Eritrea

Eritrea, country of the Horn of Africa, located on the Red Sea. Eritrea’s coastal location has long been important in its history and culture—a fact reflected in its name, which is an Italianized version of Mare Erythraeum, Latin for “Red Sea.” The Red Sea was the route by which Christianity and Islam reached the area, and it was an important trade route that such powers as Turkey, Egypt, and Italy hoped to dominate by seizing control of ports on the Eritrean coast.
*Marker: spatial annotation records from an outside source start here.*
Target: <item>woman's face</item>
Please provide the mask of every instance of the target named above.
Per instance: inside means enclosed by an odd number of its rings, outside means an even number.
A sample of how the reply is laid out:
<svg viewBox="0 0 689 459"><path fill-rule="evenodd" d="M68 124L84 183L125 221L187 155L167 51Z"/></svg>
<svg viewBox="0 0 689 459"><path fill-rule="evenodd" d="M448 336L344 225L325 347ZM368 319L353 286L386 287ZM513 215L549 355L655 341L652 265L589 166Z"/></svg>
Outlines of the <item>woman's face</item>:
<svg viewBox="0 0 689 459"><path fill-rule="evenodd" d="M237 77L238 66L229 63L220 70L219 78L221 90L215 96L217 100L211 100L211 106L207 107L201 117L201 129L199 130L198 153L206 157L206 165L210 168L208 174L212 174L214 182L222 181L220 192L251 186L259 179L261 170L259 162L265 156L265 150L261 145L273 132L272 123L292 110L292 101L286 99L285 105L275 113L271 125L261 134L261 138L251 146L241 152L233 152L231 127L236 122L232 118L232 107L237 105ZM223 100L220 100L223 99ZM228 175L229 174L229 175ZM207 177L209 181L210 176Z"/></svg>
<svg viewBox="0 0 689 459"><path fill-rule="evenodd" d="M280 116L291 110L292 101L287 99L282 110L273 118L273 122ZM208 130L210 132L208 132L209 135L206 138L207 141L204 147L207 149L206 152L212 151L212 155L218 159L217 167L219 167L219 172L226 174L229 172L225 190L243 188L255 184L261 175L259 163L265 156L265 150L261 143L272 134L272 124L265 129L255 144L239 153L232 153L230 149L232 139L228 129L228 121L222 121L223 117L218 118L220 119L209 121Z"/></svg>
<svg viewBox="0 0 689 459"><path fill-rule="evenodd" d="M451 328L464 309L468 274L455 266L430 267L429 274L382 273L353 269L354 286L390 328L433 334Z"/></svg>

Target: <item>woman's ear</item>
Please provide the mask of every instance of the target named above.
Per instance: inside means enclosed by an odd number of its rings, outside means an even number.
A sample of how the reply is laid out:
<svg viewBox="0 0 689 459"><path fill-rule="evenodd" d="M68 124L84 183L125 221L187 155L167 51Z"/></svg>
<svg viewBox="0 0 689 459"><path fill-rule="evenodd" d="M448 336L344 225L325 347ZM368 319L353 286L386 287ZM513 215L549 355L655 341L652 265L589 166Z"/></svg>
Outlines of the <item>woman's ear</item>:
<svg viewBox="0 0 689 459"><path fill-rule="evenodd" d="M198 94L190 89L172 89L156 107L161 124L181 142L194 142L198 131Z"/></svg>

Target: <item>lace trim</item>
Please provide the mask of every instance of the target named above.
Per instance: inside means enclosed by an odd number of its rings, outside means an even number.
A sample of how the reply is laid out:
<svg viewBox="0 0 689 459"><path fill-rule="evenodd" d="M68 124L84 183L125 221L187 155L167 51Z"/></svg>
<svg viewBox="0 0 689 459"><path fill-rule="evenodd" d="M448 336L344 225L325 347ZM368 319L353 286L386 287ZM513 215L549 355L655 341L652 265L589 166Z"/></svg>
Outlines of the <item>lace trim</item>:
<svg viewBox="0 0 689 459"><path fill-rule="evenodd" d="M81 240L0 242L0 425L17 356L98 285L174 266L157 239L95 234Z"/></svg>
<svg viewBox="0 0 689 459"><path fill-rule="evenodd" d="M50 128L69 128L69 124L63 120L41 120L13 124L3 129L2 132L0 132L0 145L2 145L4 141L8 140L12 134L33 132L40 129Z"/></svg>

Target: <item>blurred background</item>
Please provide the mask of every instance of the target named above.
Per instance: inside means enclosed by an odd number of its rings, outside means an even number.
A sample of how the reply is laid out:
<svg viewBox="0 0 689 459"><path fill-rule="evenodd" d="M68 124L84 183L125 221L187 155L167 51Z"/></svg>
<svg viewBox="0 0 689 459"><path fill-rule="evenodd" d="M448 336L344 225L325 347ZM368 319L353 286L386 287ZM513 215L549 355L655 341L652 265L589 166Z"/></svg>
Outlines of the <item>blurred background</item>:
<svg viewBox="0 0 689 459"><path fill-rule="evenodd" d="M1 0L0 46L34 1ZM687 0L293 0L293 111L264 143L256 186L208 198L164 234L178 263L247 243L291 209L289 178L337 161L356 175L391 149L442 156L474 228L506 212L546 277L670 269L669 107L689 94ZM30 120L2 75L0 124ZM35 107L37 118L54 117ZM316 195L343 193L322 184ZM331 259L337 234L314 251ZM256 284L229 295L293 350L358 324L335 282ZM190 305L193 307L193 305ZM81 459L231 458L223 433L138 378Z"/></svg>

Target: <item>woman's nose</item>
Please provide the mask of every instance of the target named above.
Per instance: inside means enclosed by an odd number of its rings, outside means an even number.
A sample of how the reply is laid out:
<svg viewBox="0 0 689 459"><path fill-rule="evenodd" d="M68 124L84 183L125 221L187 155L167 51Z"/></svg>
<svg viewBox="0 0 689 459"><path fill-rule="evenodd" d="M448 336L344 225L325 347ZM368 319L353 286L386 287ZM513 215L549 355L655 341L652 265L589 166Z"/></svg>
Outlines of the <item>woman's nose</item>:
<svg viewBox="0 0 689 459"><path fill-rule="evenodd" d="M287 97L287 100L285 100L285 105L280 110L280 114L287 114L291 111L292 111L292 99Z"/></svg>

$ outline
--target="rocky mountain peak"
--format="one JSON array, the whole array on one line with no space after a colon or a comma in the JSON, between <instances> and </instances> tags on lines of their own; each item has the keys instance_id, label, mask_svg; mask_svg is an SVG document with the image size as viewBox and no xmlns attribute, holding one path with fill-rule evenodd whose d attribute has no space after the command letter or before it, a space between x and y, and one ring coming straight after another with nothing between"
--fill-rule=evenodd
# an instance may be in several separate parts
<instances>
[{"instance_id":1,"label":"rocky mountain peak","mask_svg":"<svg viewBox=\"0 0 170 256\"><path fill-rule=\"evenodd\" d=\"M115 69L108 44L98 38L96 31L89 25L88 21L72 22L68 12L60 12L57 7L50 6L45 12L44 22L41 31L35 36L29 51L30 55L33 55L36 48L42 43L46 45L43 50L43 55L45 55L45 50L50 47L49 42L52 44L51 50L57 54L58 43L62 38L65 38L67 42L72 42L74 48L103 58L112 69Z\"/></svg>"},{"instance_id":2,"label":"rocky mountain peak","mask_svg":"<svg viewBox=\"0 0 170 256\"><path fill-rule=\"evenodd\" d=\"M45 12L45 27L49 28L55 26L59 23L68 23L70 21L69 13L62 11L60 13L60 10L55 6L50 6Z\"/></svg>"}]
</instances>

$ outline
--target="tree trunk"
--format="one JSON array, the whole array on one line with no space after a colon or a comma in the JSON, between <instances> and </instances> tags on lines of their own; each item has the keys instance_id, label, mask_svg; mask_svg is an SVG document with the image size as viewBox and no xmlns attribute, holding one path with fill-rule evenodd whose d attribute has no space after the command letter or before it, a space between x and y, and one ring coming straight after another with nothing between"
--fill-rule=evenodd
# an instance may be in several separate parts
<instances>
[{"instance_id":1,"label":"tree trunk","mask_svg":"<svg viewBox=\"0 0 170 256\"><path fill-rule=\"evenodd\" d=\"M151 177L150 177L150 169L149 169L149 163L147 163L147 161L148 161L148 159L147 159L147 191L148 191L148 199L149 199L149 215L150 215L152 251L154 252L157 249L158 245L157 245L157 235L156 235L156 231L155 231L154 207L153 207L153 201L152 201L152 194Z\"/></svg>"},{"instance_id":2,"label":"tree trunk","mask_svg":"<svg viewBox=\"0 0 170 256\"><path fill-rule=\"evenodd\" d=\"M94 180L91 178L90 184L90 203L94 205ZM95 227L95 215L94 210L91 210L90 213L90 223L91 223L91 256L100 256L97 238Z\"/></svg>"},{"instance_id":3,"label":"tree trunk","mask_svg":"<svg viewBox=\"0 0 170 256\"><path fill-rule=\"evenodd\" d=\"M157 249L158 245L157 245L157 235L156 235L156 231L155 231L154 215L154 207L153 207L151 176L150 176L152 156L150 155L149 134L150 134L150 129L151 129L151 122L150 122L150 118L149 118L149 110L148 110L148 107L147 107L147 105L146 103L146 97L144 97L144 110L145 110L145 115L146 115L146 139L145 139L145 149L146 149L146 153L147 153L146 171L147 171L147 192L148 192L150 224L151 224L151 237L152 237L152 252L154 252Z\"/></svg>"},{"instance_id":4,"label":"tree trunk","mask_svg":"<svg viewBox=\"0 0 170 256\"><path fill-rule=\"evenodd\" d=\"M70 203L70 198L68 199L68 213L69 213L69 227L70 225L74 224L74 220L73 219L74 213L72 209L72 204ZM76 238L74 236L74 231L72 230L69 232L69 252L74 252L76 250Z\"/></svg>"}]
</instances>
Those ports promised access to the gold, coffee, and slaves sold by traders in the Ethiopian highlands to the south, and, in the second half of the 20th century, Ethiopia became the power from which the Eritrean people had to free themselves in order to create their own state.

In 1993, after a war of independence that lasted nearly three decades, Eritrea became a sovereign country. During the long struggle, the people of Eritrea managed to forge a common national consciousness, but, with peace established, they faced the task of overcoming their ethnic and religious differences in order to raise the country from a poverty made worse by years of drought, neglect, and war. Eritrea’s capital and largest city is Asmara (Asmera).

Land

Eritrea’s coastline, forming the northeastern edge of the country, extends for roughly 600 miles (1,000 km) from Cape Kasar, in the north, to the Strait of Mandeb, separating the Red Sea from the Gulf of Aden in the south. The country is bounded to the southeast by Djibouti, to the south by Ethiopia, and to the west by Sudan.

People

Ethnic groups and languages

Eritrea’s population consists of several ethnic groups, each with its own language and cultural tradition. In addition to the languages spoken by the various ethnic groups, Arabic and English are widely understood. Italian is occasionally used as well.

The bulk of the people in the Eritrean highlands are Tigray. In Eritrea that group is sometimes called Tigrinya, though linguists of Semitic languages note that -nya is an Amharic suffix meaning “language of.” In any case, proper nomenclature for the people is fluid, given contemporary political sensitivities. The Tigray make up about half the country’s total population. They also occupy the adjacent Ethiopian region of Tigray. The Tigrinya language is one of two major indigenous languages in Eritrea.

Inhabiting the northernmost part of the Eritrean plateau, as well as lowlands to the east and west, are the Tigre people. The Tigre, who constitute nearly one-third of Eritrea’s population, speak the other major Eritrean language—Tigré. Tigré and Tigrinya are written in the same script and are both related to the ancient Semitic Geʿez language, but they are mutually unintelligible.

Also occupying the northern plateau are Bilin speakers, whose language belongs to the Cushitic family. The Rashaida are a group of Arabic-speaking nomads who traverse the northern hills. On the southern part of the coastal region live Afar nomads. The Afars—who also live across the borders in Djibouti and Ethiopia—are known to surrounding peoples as the Danakil, after the region that they inhabit. The coastal strip south of Massawa, as well as the eastern flanks of the plateau, are occupied by Saho pastoralists. In the western plain the dominant people are Beja pastoralists; Beja also live across the border in Sudan. Two small groups speaking Nilotic languages, the Kunama and the Nara, also live in the west.